Define your Knowledge Parser. Genie supports two types of semnatic parser for knowledge bases. React Multi-Agent Parser and a Simple LLM Parser.

Features	React Agent	Simple LLM Parser
Speed	Slower	Faster
Accuracy	Better Accuracy	Worse
Needs Examples	No	Yes

Defining a React Multi Agent Parser

from worksheets.knowledge import SUQLReActParser

suql_react_parser = SUQLReActParser(
    llm_model_name="azure/gpt-4o",  # model name
    example_path=os.path.join(current_dir, "examples.txt"),  # path to examples
    instruction_path=os.path.join(current_dir, "instructions.txt"),  # path to domain-specific instructions
    table_schema_path=os.path.join(current_dir, "table_schema.txt"),  # path to table schema
    knowledge=suql_knowledge,  # previously defined knowledge source
)

Defining a Simple LLM Parser

from worksheets.knowledge import SUQLParser

suql_parser = SUQLParser(
    llm_model_name="azure/gpt-4o",
    prompt_selector=None,  # optional function that helps in selecting the right prompt
    knowledge=suql_knowledge,
)

Bringing everything together

from worksheets.agent import Agent

restaurant_bot = Agent(
    botname="YelpBot",  # Name of your agent
    description="You an assistant at Yelp and help users with all their queries related to booking a restaurant. You can search for restaurants, ask me anything about the restaurant and book a table.",
    prompt_dir=prompt_dir,  # directory for prompts
    starting_prompt="""Hello! I'm YelpBot. I'm here to help you find and book restaurants in four bay area cities **San Francisco, Palo Alto, Sunnyvale, and Cupertino**. What would you like to do?""",
    args={},  # additional arguments
    api=[book_restaurant_yelp],  # optional API functions
    knowledge_base=suql_knowledge,  # previously defined knowledge source
    knowledge_parser=suql_parser,  # previously defined knowledge parser
).load_from_gsheet(gsheet_id="ADD YOUR SPREADSHEET ID HERE",)

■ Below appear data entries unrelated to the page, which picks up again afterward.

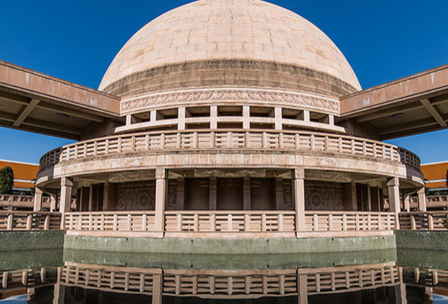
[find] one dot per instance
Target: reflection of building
(24, 175)
(227, 119)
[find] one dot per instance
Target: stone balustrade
(9, 201)
(231, 283)
(21, 220)
(236, 224)
(320, 221)
(435, 220)
(203, 140)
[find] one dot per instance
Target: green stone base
(226, 246)
(425, 240)
(30, 240)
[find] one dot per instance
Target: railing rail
(21, 201)
(434, 220)
(20, 220)
(225, 221)
(111, 221)
(229, 139)
(319, 221)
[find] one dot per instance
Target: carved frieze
(189, 96)
(136, 196)
(324, 196)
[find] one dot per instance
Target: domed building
(230, 119)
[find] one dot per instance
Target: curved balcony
(231, 139)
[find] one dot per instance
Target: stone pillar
(66, 198)
(299, 198)
(157, 292)
(279, 202)
(160, 200)
(247, 203)
(109, 196)
(278, 119)
(37, 199)
(302, 287)
(213, 191)
(66, 194)
(393, 186)
(421, 199)
(350, 201)
(180, 197)
(53, 202)
(406, 203)
(369, 198)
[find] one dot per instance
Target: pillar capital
(394, 181)
(65, 181)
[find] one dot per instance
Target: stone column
(299, 198)
(279, 200)
(160, 200)
(421, 199)
(393, 186)
(369, 198)
(53, 202)
(406, 203)
(302, 287)
(213, 191)
(66, 198)
(37, 199)
(246, 194)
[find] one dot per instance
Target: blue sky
(77, 40)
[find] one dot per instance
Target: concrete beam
(430, 108)
(26, 112)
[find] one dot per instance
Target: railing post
(413, 224)
(196, 222)
(37, 199)
(229, 222)
(179, 222)
(344, 222)
(10, 224)
(29, 221)
(246, 222)
(421, 199)
(213, 222)
(115, 223)
(393, 185)
(47, 222)
(280, 222)
(430, 222)
(66, 198)
(263, 222)
(144, 221)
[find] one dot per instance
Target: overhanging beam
(27, 111)
(429, 107)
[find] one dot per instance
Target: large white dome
(210, 30)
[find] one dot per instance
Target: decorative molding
(190, 96)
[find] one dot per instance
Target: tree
(6, 180)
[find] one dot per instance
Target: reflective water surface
(72, 276)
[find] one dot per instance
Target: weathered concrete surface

The Genie Agent uses two prompts:

Semantic Parsing Prompt: This is used to generate worksheet representation of the user's query. The prompt directory should contain the semantic_parser.prompt file.
Response Generator Prompt: This is used to generate the response of the agent based on the worksheet representation and generated agent acts. The prompt directory should contain the response_generator.prompt file.

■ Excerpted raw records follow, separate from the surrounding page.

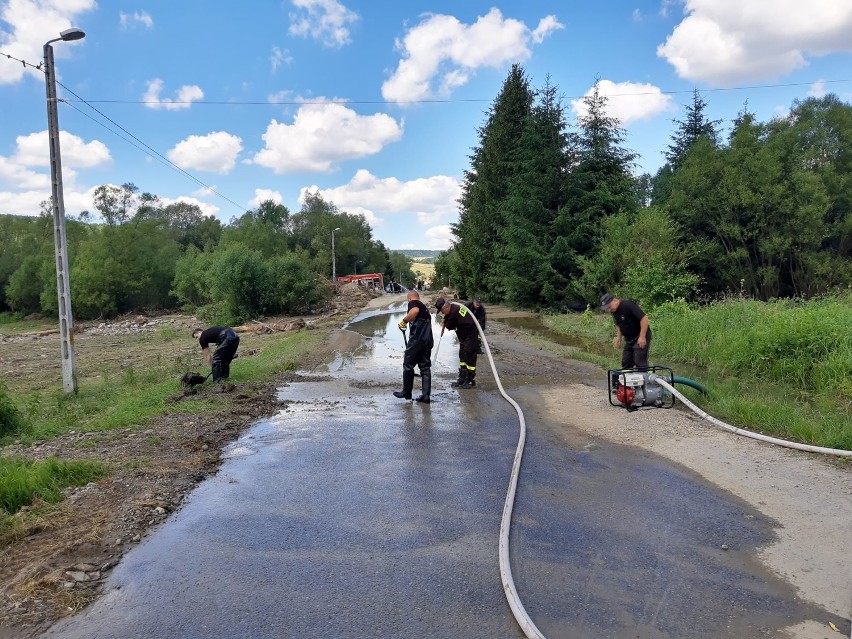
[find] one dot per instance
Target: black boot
(470, 381)
(462, 377)
(407, 385)
(426, 386)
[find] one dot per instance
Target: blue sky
(376, 103)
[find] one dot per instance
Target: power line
(451, 100)
(161, 157)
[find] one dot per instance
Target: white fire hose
(657, 379)
(521, 616)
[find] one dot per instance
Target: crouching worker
(418, 351)
(226, 341)
(459, 318)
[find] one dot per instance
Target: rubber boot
(426, 386)
(470, 381)
(462, 377)
(407, 385)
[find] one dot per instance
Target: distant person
(459, 318)
(226, 341)
(478, 309)
(631, 324)
(418, 351)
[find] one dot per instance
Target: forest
(552, 216)
(143, 255)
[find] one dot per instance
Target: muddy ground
(58, 568)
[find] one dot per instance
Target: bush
(240, 281)
(11, 419)
(293, 287)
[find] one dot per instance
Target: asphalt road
(354, 514)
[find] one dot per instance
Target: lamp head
(72, 34)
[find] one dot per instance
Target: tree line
(552, 216)
(143, 254)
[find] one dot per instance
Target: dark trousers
(468, 350)
(417, 353)
(633, 356)
(223, 355)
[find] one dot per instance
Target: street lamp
(63, 287)
(333, 259)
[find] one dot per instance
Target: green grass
(23, 480)
(121, 398)
(782, 368)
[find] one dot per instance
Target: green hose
(691, 382)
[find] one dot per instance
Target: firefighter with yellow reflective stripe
(459, 318)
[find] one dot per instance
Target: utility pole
(63, 286)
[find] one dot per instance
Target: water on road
(355, 514)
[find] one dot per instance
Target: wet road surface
(355, 514)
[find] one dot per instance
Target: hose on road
(518, 610)
(746, 433)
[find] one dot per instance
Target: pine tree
(495, 162)
(601, 184)
(694, 126)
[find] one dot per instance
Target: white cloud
(204, 191)
(215, 152)
(209, 210)
(263, 195)
(629, 102)
(817, 89)
(279, 57)
(128, 20)
(34, 150)
(722, 42)
(25, 25)
(664, 7)
(443, 52)
(430, 198)
(439, 237)
(17, 176)
(186, 95)
(322, 135)
(28, 187)
(28, 202)
(323, 20)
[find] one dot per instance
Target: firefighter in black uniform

Checkout how to create prompts in the prompt section.

Finally use the converation_loop funcion to run the agent

from asyncio import run
from worksheets.interface_utils import conversation_loop

asyncio.run(conversation_loop(restaurant_bot, output_state_path="yelp_bot.json"))

Example agents are present in experiments/agents/ directory. You can use them as a reference to create your own agents.